You use checked exceptions (extend Exception) for things that can go wrong regardless of the input the caller of the method passes. For example, network connections; you can make an HTTP GET request by calling client.get("google.com"); and everything goes well, two minutes later you call once again client.get("google.com"); and then you get an exception because of a network error. As you can see, here you called the same method passing the exact same input "google.com", yet you can get an exception at anytime. Therefore, you must force the caller to catch the exception by making it "checked", so that they handle those cases in which a network error occurs.
You use unchecked exceptions (extend RuntimeException) when the error happens because of some sort of invalid input by the caller of the method. For example, you have the method Integer.parse(String);. The method cannot work properly if you pass a null string here, so you throw an exception if that happens. This case, you should not force the caller to catch it, because the caller is responsible of passing the right input.
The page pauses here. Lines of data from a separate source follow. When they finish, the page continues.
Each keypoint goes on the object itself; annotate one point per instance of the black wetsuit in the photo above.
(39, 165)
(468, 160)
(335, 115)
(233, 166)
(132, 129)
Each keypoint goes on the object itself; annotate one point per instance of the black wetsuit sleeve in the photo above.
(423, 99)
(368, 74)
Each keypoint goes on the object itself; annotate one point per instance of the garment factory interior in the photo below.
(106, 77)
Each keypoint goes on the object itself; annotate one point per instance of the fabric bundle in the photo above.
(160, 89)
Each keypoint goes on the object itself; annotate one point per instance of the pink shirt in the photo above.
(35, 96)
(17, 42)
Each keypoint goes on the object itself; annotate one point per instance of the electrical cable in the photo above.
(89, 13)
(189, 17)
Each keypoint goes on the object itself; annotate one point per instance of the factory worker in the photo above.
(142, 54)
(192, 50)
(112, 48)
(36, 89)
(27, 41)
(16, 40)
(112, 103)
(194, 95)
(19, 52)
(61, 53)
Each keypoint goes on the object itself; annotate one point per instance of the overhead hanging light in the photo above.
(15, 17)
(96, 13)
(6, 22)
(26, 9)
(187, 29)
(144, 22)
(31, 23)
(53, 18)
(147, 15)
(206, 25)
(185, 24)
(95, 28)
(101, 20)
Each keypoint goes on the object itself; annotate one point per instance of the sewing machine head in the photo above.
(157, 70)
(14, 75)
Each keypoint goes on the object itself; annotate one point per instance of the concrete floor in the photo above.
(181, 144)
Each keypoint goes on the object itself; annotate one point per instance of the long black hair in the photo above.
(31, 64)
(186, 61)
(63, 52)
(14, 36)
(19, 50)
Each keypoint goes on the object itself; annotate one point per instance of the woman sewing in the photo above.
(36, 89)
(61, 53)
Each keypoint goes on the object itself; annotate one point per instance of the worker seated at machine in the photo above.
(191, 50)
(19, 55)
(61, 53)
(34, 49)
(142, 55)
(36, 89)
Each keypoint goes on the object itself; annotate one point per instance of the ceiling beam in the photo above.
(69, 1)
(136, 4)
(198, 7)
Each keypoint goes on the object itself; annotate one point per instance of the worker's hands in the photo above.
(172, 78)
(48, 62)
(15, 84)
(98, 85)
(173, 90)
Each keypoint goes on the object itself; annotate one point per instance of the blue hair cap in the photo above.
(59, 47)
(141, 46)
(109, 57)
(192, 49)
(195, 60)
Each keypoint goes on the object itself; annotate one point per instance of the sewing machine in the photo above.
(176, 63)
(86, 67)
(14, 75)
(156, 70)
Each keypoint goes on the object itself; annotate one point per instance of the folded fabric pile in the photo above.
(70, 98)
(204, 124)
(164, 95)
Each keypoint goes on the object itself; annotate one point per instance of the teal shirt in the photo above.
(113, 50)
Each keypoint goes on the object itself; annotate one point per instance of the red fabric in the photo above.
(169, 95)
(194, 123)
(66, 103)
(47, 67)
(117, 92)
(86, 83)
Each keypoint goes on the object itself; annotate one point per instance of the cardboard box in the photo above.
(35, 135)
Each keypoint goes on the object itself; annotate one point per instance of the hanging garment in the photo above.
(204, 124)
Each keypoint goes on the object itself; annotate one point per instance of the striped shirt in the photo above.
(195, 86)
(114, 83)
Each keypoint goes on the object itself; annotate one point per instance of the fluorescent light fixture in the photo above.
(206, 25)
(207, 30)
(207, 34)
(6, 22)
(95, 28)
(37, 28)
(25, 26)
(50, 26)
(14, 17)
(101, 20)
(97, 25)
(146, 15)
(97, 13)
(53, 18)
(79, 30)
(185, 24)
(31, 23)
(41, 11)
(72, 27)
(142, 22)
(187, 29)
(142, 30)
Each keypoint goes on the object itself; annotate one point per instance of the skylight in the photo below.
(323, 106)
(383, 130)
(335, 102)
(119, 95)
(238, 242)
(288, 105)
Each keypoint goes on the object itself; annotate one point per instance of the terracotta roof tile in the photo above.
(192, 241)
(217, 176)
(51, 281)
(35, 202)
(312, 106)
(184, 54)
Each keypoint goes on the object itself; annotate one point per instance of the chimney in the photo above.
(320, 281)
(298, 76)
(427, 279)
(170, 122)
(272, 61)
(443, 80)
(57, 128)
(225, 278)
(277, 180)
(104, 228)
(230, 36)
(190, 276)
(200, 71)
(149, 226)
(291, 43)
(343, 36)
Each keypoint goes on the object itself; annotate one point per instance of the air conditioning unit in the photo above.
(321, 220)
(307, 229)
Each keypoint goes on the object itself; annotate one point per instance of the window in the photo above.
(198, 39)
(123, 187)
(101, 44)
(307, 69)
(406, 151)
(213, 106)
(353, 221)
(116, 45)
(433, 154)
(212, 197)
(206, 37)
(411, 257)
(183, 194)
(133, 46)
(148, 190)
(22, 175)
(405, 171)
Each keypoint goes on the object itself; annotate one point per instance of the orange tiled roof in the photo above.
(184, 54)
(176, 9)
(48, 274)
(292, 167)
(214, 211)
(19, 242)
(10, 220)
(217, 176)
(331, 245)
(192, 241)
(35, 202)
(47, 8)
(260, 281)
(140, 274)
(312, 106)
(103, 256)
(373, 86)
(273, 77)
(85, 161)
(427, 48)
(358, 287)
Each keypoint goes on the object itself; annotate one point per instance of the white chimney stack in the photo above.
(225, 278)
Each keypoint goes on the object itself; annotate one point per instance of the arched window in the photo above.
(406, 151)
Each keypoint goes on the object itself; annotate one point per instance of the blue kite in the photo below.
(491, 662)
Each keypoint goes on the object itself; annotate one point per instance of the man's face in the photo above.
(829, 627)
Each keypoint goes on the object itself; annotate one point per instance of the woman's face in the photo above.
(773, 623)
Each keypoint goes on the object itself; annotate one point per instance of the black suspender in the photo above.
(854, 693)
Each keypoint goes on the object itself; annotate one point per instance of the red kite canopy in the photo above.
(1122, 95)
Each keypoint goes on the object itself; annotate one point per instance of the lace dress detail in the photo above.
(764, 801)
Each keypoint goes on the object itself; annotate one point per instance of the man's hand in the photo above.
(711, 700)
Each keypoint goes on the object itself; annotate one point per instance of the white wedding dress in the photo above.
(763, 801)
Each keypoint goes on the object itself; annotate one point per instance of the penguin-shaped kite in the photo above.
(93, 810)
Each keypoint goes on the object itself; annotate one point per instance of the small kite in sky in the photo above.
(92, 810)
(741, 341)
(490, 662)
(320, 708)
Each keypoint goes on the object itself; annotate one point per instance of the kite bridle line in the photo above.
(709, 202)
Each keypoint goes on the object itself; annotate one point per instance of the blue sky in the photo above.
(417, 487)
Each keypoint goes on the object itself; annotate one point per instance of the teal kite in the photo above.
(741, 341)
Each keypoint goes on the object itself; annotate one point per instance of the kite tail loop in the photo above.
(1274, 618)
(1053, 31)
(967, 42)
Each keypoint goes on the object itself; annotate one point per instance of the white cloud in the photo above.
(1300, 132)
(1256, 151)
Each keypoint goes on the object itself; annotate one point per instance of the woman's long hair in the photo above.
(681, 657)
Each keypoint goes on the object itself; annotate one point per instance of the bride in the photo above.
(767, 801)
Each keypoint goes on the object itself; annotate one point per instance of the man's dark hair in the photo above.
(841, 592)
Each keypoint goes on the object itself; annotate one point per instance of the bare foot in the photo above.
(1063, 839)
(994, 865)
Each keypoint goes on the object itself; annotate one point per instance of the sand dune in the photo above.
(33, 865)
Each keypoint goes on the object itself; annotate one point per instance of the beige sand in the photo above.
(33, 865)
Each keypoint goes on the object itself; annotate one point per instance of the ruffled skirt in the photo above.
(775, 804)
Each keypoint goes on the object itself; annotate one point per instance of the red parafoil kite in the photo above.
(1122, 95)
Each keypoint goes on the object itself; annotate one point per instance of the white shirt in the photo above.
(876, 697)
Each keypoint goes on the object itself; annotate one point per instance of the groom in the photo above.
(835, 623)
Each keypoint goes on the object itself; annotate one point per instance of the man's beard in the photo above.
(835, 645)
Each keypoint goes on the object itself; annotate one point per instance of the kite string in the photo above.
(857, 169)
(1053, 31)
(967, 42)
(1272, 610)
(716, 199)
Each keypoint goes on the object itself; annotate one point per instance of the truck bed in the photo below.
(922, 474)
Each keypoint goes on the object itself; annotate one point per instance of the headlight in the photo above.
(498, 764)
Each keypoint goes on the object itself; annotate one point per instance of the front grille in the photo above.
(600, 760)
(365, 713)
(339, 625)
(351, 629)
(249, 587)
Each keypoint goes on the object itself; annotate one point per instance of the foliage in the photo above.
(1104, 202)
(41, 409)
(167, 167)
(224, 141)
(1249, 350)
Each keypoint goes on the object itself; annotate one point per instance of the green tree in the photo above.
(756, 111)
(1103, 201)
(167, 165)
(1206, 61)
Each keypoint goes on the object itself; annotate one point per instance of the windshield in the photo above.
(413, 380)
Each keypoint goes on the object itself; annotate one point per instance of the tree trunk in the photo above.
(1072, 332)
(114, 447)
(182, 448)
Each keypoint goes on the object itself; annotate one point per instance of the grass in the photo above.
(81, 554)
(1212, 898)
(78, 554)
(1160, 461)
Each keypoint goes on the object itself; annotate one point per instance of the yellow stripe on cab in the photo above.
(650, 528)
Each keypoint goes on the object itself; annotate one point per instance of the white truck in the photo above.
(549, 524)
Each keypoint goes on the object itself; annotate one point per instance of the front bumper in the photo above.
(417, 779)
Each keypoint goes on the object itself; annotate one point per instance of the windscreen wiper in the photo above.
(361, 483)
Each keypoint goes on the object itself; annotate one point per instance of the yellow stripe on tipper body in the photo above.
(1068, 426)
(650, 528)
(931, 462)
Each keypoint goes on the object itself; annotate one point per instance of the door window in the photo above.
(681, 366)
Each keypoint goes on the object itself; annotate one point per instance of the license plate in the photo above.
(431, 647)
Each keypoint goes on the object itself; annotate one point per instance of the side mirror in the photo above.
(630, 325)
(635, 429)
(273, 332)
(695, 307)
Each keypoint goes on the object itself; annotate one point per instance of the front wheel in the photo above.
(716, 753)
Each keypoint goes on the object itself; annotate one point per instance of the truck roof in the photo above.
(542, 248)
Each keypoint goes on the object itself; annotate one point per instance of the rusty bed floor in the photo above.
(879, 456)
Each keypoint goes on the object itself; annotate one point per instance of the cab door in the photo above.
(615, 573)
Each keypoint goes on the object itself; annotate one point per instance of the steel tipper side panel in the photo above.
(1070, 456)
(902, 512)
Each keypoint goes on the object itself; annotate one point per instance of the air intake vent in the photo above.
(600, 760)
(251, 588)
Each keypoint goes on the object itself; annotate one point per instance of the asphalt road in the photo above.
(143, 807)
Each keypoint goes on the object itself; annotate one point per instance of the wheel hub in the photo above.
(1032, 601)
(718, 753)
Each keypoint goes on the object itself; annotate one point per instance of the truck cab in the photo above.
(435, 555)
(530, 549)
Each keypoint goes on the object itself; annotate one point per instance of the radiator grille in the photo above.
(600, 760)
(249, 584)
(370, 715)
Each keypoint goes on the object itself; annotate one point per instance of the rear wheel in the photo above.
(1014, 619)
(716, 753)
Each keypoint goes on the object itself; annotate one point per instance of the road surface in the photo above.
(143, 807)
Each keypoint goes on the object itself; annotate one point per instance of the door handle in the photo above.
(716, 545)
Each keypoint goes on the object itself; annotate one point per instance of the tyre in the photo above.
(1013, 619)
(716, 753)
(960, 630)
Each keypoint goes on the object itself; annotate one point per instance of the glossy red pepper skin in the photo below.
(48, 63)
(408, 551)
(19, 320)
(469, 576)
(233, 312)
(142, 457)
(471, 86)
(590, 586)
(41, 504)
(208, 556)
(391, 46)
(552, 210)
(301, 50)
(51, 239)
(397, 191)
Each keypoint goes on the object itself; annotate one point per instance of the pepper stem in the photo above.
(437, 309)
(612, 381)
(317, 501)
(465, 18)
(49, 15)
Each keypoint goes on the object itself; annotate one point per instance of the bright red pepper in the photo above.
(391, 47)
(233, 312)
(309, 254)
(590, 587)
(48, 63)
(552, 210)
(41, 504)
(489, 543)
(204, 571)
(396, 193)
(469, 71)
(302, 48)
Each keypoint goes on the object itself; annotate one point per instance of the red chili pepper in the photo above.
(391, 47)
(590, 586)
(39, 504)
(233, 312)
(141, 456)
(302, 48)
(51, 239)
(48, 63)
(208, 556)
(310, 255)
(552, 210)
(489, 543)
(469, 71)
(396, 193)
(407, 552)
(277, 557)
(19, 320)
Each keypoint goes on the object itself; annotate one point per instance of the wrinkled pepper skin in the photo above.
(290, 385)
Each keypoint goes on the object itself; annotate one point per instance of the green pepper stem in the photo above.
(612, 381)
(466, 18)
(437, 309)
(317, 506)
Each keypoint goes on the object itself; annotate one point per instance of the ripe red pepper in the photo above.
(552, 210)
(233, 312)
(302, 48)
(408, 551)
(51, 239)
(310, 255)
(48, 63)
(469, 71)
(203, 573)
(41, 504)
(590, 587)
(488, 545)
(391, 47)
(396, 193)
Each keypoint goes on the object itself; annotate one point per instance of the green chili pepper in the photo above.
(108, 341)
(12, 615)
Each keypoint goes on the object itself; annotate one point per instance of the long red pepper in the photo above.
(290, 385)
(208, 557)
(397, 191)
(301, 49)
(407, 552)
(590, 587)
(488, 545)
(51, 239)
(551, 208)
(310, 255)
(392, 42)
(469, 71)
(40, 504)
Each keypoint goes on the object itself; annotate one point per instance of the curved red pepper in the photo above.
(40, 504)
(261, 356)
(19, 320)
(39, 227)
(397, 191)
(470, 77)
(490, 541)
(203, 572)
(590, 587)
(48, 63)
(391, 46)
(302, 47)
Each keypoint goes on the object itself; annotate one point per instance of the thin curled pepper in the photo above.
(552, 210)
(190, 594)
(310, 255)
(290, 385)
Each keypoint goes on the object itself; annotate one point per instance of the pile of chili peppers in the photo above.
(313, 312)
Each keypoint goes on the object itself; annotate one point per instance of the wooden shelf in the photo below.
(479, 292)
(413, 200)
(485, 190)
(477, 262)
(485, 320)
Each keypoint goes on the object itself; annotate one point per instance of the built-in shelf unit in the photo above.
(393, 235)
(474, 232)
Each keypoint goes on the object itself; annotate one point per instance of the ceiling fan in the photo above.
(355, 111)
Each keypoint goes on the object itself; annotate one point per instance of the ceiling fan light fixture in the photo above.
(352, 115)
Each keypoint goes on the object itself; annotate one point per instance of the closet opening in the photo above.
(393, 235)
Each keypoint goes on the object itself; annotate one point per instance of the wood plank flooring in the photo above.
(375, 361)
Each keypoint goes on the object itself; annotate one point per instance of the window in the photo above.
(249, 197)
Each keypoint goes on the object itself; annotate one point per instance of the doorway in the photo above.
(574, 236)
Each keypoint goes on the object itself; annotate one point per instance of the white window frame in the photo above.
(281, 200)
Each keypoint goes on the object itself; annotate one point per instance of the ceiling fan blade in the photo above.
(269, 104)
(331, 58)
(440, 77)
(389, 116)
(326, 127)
Overall: let the them decide, start with a short discussion. Helps people getting to know each-other.
I'd avoid checked exceptions: since they need to be explicitly catched, the catch block could become part of the normal program flow. Increases complexity and thus chance of introducing bugs.
Also don't use custom exceptions when possible, use existing exceptions like IllegalArgumentException. Avoid NullPointerExceptions by never returning null. Furthermore try to use something like bean-validation. That can save a lot of errors in your code caused by invalid (combinations of) arguments. And last but not least, failing fast is better then making your own faulty retry logic.